I appreciate the time and effort being taken by Jarrad and Courtney to educate schools on the issues and concerns pertaining to Asthma, Allergies and Anaphylaxis awareness. Their continued drive is an inspiration to me and others who understand the seriousness of the risks by not being vigilant when it comes to caring for your child. Our children are our life. We all want great things for our children. I can only dream of what a wonderful person Marcus would have become.

Yours Sincerely
John Terranova

“One of the boys in my class just got diagnosed as anaphylactic, and his first words to me were, ‘I get to wear a wristband now!’ -Such a great idea!”

Loy, J. – Educator

“If you’ve got those staff (casual & agency) that don’t know your regular children then they can know immediately (what conditions they have)…… I think that that would be a great idea (Asthma, Allergy and Anaphylaxis wristbands) Particularly with allergies as well, especially when it comes to afternoon tea time and you’ve got 95 children. Knowing exactly who can’t have what makes it so much easier”

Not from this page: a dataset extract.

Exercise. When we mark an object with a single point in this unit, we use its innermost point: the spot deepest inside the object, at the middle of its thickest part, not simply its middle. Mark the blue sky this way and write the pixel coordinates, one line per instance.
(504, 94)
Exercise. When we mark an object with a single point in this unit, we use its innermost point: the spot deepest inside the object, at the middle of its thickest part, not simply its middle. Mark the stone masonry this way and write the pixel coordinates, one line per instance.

Deboer, C. – The Centre @ Westmead (5-12 year olds)

“When students began wearing the wristbands, teacher’s ability to identify students with an allergy, anaphylaxis or asthma condition increased substantially. Prior to introducing the “See & Save” program the research indicated that only 1 in 10 teachers believed they could identify students with the above mentioned conditions. However, when using the “See & Save” system this figure improved to 9.7 out of 10 teachers.”